The effectiveness is beginning to show, and the company has recently been aggressively increasing its investments, including investing in Centrifuge to lock up RWA tokenization underlying assets, taking a stake in Kemet to integrate institutional derivatives channels, launching a stablecoin credit fund CUSHY, obtaining OCC national trust qualifications to overcome institutional custody compliance barriers, and partnering with AWS to integrate wallet infrastructure and the x402 protocol into Amazon Bedrock's AgentCore payment system, allowing AI agents to autonomously complete micropayments using USDC.
Stablecoin moat
Beyond the expansion of trading categories, the stablecoin business constitutes a more fundamental revenue moat for Coinbase.
According to the revenue-sharing agreement between Coinbase and Circle, 100% of the earnings generated by USDC within the platform belong to Coinbase, while earnings from USDC outside the platform are shared 50/50 between the two parties.
Currently, the market capitalization of USDC has reached about $80 billion, a historical high, with over 25% held by the Coinbase platform, and the platform's balance has grown nearly 10 times compared to three years ago. As the adoption of USDC continues to expand, the slice of the pie that Coinbase can claim is also growing.
However, this revenue stream is not without its concerns, with the average interest rate this quarter dropping by 67 basis points, resulting in about $57.5 million in negative impact on stablecoin revenue, and fluctuations in the interest rate environment could weaken the elasticity of this revenue line.

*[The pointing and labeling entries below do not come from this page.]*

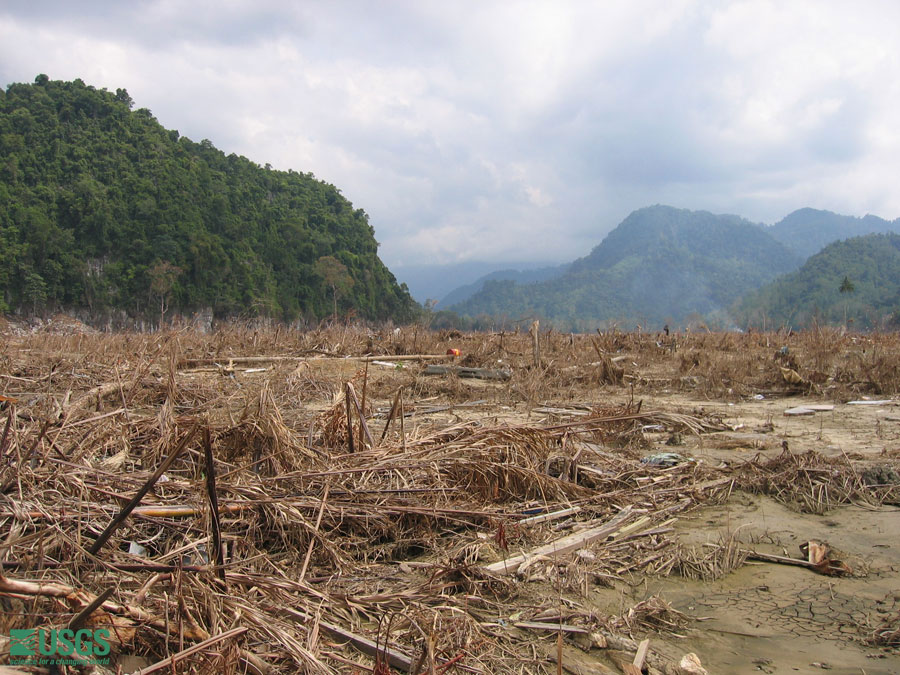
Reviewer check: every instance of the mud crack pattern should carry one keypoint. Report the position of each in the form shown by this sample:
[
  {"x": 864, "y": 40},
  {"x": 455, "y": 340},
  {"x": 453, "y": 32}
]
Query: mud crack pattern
[{"x": 819, "y": 613}]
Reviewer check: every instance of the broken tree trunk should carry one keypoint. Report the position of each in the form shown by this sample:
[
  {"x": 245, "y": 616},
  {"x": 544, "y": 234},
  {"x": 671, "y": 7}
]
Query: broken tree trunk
[{"x": 564, "y": 545}]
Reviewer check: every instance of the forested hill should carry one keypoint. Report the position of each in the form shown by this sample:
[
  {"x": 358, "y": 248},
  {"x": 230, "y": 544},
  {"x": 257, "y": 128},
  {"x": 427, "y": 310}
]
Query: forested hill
[
  {"x": 808, "y": 231},
  {"x": 855, "y": 280},
  {"x": 103, "y": 208},
  {"x": 660, "y": 265}
]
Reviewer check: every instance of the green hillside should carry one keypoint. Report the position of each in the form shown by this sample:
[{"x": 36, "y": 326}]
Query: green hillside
[
  {"x": 855, "y": 280},
  {"x": 660, "y": 265},
  {"x": 102, "y": 208},
  {"x": 808, "y": 231}
]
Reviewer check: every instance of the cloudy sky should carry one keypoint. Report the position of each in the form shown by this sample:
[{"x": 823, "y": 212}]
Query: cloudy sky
[{"x": 508, "y": 129}]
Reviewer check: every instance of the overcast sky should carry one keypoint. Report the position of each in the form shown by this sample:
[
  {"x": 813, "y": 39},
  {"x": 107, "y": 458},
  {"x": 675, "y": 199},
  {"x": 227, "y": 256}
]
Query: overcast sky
[{"x": 508, "y": 130}]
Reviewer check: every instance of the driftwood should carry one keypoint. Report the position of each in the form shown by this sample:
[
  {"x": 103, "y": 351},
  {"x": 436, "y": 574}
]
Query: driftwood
[
  {"x": 564, "y": 545},
  {"x": 476, "y": 373}
]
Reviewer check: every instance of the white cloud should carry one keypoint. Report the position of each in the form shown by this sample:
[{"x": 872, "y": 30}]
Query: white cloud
[{"x": 509, "y": 130}]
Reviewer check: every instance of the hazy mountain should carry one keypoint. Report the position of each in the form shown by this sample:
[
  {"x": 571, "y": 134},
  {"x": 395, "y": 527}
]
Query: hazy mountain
[
  {"x": 659, "y": 265},
  {"x": 808, "y": 231},
  {"x": 465, "y": 292},
  {"x": 857, "y": 279},
  {"x": 434, "y": 282}
]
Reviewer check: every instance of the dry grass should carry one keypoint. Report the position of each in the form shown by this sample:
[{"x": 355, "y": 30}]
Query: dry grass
[{"x": 343, "y": 514}]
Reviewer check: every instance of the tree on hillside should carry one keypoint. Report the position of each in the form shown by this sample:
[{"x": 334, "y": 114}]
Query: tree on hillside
[
  {"x": 335, "y": 275},
  {"x": 163, "y": 275},
  {"x": 847, "y": 287}
]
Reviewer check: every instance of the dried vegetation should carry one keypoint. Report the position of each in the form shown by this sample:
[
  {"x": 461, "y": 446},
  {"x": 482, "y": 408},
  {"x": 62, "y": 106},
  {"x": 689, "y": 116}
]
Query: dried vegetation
[{"x": 263, "y": 500}]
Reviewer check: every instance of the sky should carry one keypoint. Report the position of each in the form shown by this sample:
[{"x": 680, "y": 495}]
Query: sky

CFO Alesia Haas emphasized in the earnings call that, "Our USDC contract automatically renews every three years, and it is a perpetual renewal; this contract cannot be terminated." CLO Paul Grewal then added, "We expect to maintain the partnership with Circle under the same terms in the future."
This statement is clearly a response to market concerns regarding stablecoin regulatory legislation, with Coinbase engaging in a long-term strategic game around the CLARITY Act:
- In January, support was withdrawn due to unfavorable revenue terms, causing the Senate to postpone voting;
- In March, the new draft was again rejected, resulting in Circle's stock price plummeting 20% in a single day;
- At the beginning of May, a compromise text emerged, prohibiting "interest for holding" but retaining a reward system tied to actual activity. Armstrong replied "Mark it up" on X, and Grewal publicly expressed great confidence in the bill passing this summer.

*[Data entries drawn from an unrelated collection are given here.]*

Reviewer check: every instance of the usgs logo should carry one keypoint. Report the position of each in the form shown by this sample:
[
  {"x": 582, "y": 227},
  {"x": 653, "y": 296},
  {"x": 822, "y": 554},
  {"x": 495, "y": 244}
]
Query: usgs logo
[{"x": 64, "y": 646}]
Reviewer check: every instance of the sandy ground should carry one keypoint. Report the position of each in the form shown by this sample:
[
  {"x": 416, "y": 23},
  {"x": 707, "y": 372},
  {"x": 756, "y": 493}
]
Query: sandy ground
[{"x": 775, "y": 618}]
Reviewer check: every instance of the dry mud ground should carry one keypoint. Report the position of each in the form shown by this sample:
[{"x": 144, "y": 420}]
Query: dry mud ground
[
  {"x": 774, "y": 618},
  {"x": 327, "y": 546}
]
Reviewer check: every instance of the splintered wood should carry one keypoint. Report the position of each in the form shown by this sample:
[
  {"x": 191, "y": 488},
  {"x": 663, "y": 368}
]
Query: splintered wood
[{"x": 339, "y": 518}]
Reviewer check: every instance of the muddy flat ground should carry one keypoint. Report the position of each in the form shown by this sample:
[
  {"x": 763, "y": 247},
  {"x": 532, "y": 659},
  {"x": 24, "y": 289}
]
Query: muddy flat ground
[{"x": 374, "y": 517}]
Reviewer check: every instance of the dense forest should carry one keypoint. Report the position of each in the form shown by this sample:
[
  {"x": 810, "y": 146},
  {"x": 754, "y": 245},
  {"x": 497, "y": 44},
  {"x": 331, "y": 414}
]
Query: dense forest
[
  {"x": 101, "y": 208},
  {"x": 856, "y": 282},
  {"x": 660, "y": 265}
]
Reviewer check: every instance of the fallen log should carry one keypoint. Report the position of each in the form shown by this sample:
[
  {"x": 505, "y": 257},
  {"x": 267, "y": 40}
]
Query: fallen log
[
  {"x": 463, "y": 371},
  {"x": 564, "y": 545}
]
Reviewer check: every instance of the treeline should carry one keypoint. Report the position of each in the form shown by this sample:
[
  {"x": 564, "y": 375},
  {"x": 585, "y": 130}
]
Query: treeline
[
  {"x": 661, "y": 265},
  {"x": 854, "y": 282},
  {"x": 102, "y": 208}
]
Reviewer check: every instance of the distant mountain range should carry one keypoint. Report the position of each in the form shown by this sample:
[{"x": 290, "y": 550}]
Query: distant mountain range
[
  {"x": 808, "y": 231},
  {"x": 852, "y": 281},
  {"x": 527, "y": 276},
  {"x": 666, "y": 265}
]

The true value of this game lies in Coinbase not just complying with regulations but actively participating in the formulation of these regulations. The legal teams, compliance processes, and regulatory communication capabilities required to repackage yield products represent resource barriers that smaller exchanges cannot replicate in the short term.
In other words, once the CLARITY Act is enacted, the advantages of top platforms will be solidified by legislation, and regulatory clarity will benefit the entire industry, but the ones who benefit the most will always be those capable of sitting at the negotiation table.
However, it is worth noting that after the bill is passed, there will still be a 12-month rule-making phase, and the final boundaries have yet to be defined; uncertainties remain in place.
Conclusion
With trading volume halved by 50% and a net loss of $394 million, Coinbase's financial report serves as a reminder to the market that the company has not yet escaped the strong binding to the crypto cycle. There are plenty of skeptical voices in the market: is the AI narrative a genuine transformation or just a wrapper to cover business declines?
Brian Armstrong repeatedly emphasizes that "all finance will eventually move on-chain," as crypto increasingly resembles traditional finance, Coinbase is also striving to make itself more like a mature financial infrastructure company. This may just be the answer it provides during the current cycle.